Billed as a “town hall,” the affair quickly became the territory of a tense and hostile village, population two.

Trump, who has turned the 2016 campaign into a cross between The Jerry Springer Show and a fistfight in the Taiwanese parliament, lashed into Clinton for her alleged mishandling of tens of thousands of State Department and personal emails, some of which may have contained classified information. And he ripped her statement—on the leaked audio of one of her myriad, highly paid speeches to a gathering of Wall Street moneybags—that “you need both a public and a private position” on some issues to be successful in Washington.

Clinton hedged that she was referring to Abraham Lincoln’s tactics in sloughing the emancipation of slavery through a recalcitrant Congress.

“She lied and she’s blaming the lie on the late, great Abraham Lincoln,” Trump announced, looking pleased with himself. “Honest Abe never lied. That’s this big, big difference between Abraham Lincoln and you.”

(Mark Twain again: “Never argue with stupid people. They will drag you down to their level and then beat you with experience.”)

The debate was nearly an hour old before Clinton demanded the release of Trump’s tax returns, a subject on which she had harped incessantly in their previous one-on-one on Long Island, two weeks earlier. This time, the tycoon seemed to admit to the reporting by The New York Times that he had not paid any federal tax for as long as 18 years while writing off gargantuan losses.

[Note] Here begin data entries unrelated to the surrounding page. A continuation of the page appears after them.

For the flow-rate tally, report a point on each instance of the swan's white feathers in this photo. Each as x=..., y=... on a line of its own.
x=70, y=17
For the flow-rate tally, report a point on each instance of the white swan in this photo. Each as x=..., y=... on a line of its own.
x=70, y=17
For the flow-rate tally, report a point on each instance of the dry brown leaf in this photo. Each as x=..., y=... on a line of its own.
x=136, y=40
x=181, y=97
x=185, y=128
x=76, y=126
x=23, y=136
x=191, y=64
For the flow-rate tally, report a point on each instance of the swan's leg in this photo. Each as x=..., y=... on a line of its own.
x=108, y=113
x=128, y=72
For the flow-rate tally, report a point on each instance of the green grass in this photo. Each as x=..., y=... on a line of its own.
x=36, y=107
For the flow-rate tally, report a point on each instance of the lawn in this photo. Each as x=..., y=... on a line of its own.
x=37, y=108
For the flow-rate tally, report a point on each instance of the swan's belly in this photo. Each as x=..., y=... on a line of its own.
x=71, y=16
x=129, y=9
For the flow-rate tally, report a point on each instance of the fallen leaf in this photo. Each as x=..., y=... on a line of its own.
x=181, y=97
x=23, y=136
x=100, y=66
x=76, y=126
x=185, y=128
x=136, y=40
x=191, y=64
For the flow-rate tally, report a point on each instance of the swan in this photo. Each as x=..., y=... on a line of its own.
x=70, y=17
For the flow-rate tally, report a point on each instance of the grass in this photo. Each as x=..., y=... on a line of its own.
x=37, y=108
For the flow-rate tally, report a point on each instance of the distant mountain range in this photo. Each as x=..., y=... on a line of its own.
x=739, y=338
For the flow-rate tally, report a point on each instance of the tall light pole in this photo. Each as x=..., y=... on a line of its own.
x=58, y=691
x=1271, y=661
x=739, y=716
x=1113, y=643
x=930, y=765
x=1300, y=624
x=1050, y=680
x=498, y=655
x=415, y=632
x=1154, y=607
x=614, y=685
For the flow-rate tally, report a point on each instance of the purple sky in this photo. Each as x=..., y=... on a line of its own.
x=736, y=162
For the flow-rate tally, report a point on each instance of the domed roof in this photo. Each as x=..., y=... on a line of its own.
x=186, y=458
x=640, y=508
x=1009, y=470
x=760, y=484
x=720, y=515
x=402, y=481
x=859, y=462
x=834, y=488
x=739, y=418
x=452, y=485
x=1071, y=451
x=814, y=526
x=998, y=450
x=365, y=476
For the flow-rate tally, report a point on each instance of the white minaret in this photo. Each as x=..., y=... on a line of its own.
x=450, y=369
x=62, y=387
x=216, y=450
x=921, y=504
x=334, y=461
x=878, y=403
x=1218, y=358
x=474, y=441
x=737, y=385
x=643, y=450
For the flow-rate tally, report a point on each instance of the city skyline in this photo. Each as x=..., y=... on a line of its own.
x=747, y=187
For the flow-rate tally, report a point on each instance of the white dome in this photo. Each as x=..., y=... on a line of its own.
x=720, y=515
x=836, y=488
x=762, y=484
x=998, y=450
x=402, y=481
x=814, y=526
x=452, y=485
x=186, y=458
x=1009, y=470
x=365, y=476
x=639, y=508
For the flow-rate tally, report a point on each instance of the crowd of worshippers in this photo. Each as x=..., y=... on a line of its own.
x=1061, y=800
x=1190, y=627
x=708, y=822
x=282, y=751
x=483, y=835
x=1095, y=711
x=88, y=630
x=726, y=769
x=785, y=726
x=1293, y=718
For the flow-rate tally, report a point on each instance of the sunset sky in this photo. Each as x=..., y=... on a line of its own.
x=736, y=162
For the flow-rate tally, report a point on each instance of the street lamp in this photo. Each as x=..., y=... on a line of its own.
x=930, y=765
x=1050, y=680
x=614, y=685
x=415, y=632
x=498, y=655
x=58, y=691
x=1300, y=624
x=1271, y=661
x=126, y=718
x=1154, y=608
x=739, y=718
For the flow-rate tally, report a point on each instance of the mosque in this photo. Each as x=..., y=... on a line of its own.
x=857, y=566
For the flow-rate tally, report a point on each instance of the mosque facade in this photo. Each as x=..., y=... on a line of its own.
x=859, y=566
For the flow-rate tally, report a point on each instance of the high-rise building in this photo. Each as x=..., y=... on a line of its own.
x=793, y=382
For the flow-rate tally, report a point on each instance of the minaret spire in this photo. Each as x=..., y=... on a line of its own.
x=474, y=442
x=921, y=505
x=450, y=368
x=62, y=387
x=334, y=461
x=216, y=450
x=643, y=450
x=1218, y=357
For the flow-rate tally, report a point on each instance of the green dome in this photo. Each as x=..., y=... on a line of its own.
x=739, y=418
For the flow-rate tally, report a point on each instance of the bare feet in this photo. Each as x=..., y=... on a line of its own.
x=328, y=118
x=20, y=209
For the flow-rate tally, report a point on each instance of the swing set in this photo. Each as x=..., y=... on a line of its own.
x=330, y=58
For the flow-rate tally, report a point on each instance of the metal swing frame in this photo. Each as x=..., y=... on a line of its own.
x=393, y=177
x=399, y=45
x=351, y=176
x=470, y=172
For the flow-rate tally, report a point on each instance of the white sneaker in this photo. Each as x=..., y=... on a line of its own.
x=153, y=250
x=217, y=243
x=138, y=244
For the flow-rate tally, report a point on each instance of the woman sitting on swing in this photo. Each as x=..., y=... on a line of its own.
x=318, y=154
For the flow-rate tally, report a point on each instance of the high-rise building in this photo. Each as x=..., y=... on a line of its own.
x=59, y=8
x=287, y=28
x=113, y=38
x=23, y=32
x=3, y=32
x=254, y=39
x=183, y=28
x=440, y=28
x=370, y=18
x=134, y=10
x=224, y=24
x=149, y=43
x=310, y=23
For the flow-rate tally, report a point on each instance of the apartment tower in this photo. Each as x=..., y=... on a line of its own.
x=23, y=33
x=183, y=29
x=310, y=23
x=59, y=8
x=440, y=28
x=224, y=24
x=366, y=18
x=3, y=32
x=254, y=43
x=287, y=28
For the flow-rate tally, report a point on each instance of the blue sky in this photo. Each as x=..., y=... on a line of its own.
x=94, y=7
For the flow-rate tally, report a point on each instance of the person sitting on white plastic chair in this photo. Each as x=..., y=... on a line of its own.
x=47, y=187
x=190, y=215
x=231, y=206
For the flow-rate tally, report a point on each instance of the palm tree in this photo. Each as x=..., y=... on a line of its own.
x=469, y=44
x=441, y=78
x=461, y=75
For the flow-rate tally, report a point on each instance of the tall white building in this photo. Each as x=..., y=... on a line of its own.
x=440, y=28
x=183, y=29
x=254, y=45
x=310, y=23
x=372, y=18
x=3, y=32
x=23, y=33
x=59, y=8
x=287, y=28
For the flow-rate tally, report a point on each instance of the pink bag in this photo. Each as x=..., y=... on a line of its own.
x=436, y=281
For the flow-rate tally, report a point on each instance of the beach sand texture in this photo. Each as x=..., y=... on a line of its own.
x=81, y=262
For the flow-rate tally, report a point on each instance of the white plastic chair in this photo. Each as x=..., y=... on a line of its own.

“He lives in an alternative reality,” Clinton said.

As an exemplar of American democracy in its 229th year, the debate—and the campaign itself—had itself become so unreal that even the Italian corporation that makes Tic Tac breath mints felt compelled to abjure as “inappropriate and unacceptable” Trump’s statement that he liked to chew a handful before locking lips with a total stranger.

“Crooked Hillary and the media are out to DESTROY our movement during tonight’s debate,” Trump’s campaign texted supporters earlier Sunday evening.

With 435 members of Congress, 34 United States senators, and thousands of governors, legislators, commissioners, aldermen, county clerks and dogcatchers from the Outer Banks to the Aleutians also on the ballot on Nov. 8—and with early voting already having begun in many jurisdictions nationwide—the Republican Party was in utter disarray as debate day dawned.

Raising funds in Chicago for Democratic candidates, President Barack Obama observed of Trump, without naming him, “It tells you that he’s insecure enough that he pumps himself up by putting other people down.”

Running-mate Mike Pence, governor of Indiana, declared himself “offended … as a husband and father,” Sen. John McCain announced that it now was “impossible to offer even conditional support,” and actor Robert De Niro was inspired to muse: “I’d like to punch Trump in the face.”

“Women in Chinese factories might even balk at making Trump ties,” wrote analyst Walter Shapiro in Roll Call.

Kelly Ayotte—an imperilled U.S. senator from New Hampshire—after saying barely a week earlier that she “absolutely” would hold up Trump as a role model for children said, “I’m a mom and an American first, and I cannot and will not support a candidate for president who brags about degrading and assaulting women.”

This was a sentiment shared by countless other Republicans, all of whom had continued to support Trump’s candidacy despite his fat-shaming of a Miss Universe pageant winner, his brouhaha with the family of a Muslim-American infantryman who was killed in combat in Iraq, and his approval of Howard Stern’s observation that daughter Ivanka is “a piece of ass.”

Despite it all, a poll by Politico taken before the debate showed only 40 per cent of likely voters calling for Trump to abandon the Republican nomination, while 45 per cent said that he should persevere.

Or, as Richard Nixon said as the Watergate scandal dragged him under in 1973, “Despite all the polls and the rest, I think there’s still a hell of a lot of people out there, and from what I’ve seen … they want to believe.”